Fünf weibliche Häftlinge sollen unter Bewachung zweier Officer irgendwo im Wald Baumstümpfe ausgraben. Sie fliehen, verstecken sich in einer Waldhütte und werden dort plötzlich von Haien belagert.


Also gut, ihr Hai-Expert:innen da draußen, horcht mal Obacht, Professer Jim Wynorski teilt die neuesten wissenschaftlichen Erkenntnisse über Haie, speziell über Urhaie, mit uns. So gibt es Urhaie, ich Dummerchen konnte mir leider den Namen nicht merken, die sowohl im Wasser, egal ob salzig oder nicht, und an Land jagen. Und da Biologen und Paläontologen ja über nahezu identisches Wissen verfügen und Urhaie wissenschaftlich voll erforscht sind, wissen wir auch, dass sie sich einmal im Jahr in einem etwa 2 qkm großen Gebiet zu Tausenden versammeln, gemeinschaftlich jagen und erst verschwinden, wenn alles leer gefressen ist. Und diese Urhaie, btw. bitte nicht mit der Legende des Megalodon verwechseln, das hier ist echte Wissenschaft, sind ordentliche Zeitgenossen, denn nach Rammangriffen richten sie die Stoßstangen von Autos wieder und wenn sie durch festgestampften Boden geschwommen sind, klopfen sie ihn hinter sich brav wieder fest.
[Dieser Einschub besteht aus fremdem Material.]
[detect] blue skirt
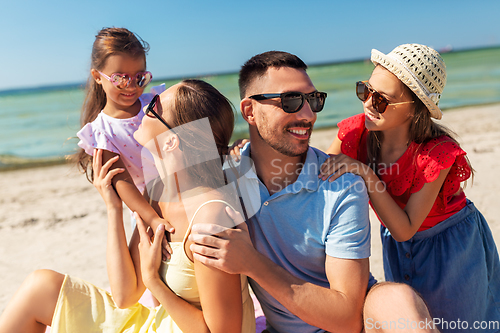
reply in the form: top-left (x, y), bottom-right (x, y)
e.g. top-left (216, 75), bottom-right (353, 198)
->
top-left (380, 201), bottom-right (500, 332)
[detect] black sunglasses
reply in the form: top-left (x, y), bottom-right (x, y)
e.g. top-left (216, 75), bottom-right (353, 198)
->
top-left (356, 81), bottom-right (413, 113)
top-left (249, 91), bottom-right (326, 113)
top-left (144, 95), bottom-right (172, 130)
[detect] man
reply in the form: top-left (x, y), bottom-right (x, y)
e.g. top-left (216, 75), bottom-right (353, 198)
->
top-left (190, 51), bottom-right (436, 333)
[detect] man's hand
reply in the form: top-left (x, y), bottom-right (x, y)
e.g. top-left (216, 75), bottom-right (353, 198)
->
top-left (92, 149), bottom-right (125, 209)
top-left (134, 212), bottom-right (165, 288)
top-left (150, 217), bottom-right (174, 261)
top-left (189, 207), bottom-right (258, 275)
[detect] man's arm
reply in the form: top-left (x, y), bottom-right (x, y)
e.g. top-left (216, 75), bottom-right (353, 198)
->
top-left (190, 209), bottom-right (369, 332)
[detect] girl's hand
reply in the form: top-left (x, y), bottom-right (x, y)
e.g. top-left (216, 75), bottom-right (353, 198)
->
top-left (318, 154), bottom-right (373, 182)
top-left (229, 139), bottom-right (250, 162)
top-left (134, 212), bottom-right (165, 288)
top-left (92, 149), bottom-right (125, 209)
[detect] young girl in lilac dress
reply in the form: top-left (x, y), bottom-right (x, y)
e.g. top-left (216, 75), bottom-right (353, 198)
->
top-left (320, 44), bottom-right (500, 332)
top-left (0, 80), bottom-right (255, 333)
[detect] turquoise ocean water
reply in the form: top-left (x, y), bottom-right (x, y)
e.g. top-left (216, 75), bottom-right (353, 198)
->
top-left (0, 47), bottom-right (500, 169)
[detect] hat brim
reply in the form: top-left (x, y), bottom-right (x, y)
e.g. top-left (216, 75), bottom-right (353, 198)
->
top-left (371, 49), bottom-right (443, 119)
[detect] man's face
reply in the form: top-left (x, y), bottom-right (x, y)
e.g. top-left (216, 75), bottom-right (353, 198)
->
top-left (248, 67), bottom-right (316, 156)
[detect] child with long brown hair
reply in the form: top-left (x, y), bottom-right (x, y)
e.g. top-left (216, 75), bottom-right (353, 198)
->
top-left (76, 28), bottom-right (173, 239)
top-left (319, 44), bottom-right (500, 332)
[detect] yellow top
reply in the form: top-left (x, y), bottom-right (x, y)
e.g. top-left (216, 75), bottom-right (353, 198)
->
top-left (51, 200), bottom-right (255, 333)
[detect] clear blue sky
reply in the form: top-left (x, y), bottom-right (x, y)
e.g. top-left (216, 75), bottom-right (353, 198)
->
top-left (0, 0), bottom-right (500, 90)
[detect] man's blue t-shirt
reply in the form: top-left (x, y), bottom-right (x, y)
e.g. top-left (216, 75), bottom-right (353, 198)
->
top-left (229, 144), bottom-right (370, 333)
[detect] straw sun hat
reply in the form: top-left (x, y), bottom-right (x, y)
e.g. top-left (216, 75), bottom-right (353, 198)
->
top-left (371, 44), bottom-right (446, 119)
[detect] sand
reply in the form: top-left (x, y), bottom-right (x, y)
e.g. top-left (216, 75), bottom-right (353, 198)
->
top-left (0, 104), bottom-right (500, 312)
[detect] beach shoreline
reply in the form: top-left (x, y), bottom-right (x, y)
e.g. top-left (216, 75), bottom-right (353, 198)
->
top-left (0, 104), bottom-right (500, 312)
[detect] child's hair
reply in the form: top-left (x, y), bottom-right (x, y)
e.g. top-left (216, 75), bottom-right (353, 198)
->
top-left (74, 28), bottom-right (149, 182)
top-left (170, 79), bottom-right (234, 188)
top-left (367, 84), bottom-right (474, 182)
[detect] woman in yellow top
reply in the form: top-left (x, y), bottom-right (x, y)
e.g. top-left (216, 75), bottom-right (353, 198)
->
top-left (0, 80), bottom-right (255, 333)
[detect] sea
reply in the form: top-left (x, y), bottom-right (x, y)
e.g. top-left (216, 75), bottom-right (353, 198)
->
top-left (0, 47), bottom-right (500, 170)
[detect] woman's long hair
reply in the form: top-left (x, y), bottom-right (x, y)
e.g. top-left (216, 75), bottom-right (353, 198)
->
top-left (72, 28), bottom-right (149, 182)
top-left (171, 80), bottom-right (234, 189)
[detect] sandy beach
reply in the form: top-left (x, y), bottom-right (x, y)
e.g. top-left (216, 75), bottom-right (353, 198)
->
top-left (0, 104), bottom-right (500, 312)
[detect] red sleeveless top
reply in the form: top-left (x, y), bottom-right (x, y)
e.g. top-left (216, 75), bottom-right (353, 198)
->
top-left (337, 114), bottom-right (471, 231)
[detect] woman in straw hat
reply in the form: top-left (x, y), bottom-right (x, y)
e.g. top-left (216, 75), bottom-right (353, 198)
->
top-left (320, 44), bottom-right (500, 332)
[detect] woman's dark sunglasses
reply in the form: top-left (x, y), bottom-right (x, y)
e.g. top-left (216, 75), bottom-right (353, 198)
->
top-left (356, 81), bottom-right (413, 113)
top-left (249, 91), bottom-right (326, 113)
top-left (144, 95), bottom-right (172, 130)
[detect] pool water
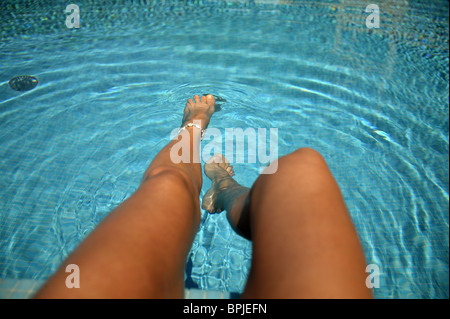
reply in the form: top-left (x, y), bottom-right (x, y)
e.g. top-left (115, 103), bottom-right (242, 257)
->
top-left (0, 0), bottom-right (449, 298)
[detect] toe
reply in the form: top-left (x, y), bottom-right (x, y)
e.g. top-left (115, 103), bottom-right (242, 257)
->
top-left (206, 94), bottom-right (216, 104)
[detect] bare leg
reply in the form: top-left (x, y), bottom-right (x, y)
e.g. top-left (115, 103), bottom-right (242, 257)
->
top-left (36, 95), bottom-right (215, 298)
top-left (205, 148), bottom-right (372, 298)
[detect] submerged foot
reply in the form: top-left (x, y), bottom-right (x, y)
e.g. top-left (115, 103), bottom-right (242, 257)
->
top-left (202, 154), bottom-right (238, 214)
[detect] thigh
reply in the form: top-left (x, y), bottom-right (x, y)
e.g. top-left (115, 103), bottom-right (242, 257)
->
top-left (243, 149), bottom-right (371, 298)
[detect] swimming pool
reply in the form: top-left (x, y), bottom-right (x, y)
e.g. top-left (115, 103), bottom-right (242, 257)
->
top-left (0, 0), bottom-right (449, 298)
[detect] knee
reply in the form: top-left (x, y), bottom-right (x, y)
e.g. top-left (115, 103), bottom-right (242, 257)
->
top-left (277, 147), bottom-right (328, 176)
top-left (141, 166), bottom-right (195, 195)
top-left (260, 147), bottom-right (331, 188)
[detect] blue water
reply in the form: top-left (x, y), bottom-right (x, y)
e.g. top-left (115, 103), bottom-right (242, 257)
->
top-left (0, 0), bottom-right (449, 298)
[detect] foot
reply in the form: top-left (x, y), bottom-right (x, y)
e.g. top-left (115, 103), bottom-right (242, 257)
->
top-left (202, 154), bottom-right (237, 214)
top-left (181, 94), bottom-right (216, 129)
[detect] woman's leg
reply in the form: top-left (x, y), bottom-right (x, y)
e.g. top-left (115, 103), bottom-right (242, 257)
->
top-left (36, 95), bottom-right (215, 298)
top-left (205, 148), bottom-right (372, 298)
Überhaupt sind sie freundlich und hinterlassen ihre Visitenkarte in Form von Zähnen in den Plastikgliedmaßen der Ballonlippen und anderen talentfreien Appetithäppchen, was allerdings nicht nötig wäre, denn selbst Cop Traci Lords weiß ja, dass es Landhaie gibt. Und für all jene, die das nicht wissen, hat sie ein CGI-Verbrecher-Praktikant öfter mal ins Bild dieses filmischen Meisterergusses eingearbeitet, vor allem immer in Szenen, wenn eine der Darsteller-spielenden Personen sich unbeobachtet fühlte. Höchst aufdringlich sowas. Was vielleicht auch nicht zur Allgemein(BILD)ung gehört, sind Kenntnisse über Phosphor, der nach neuesten Erkenntnissen über Bioluminiszenz verfügt und Kalksteinwände von sich aus leuchten lässt, deshalb ist es in Höhlen auch überlicherweise viel heller, als man bisher it geschlossenen Augen angenommen hat.

Sozusagen als lobendes Schlusswort möchte ich noch die Brillanz der Wynorski'schen Dialoge, ganz zu schweigen von seiner Regie, hervorheben, und auf die Raffinesse des Drehbuchs hinweisen, in dem die fünf auch nach einem harten Tag Arbeit perfekt geschminkten, frisierten und ungeschwitzten, knapp und eng bekleideten Damen irgendwo 50 Meilen tief im Wald Baumstümpfe ausgraben sollen.


Und weil das als Schlusswort vielleicht doch zu lang war, hier mein Lieblingszitat (frei aus dem Gedächtnis):

Das war ein Hai. – Doch nicht hier im Wald. – Okay, aber vielleicht aus dem Fluss dort hinten.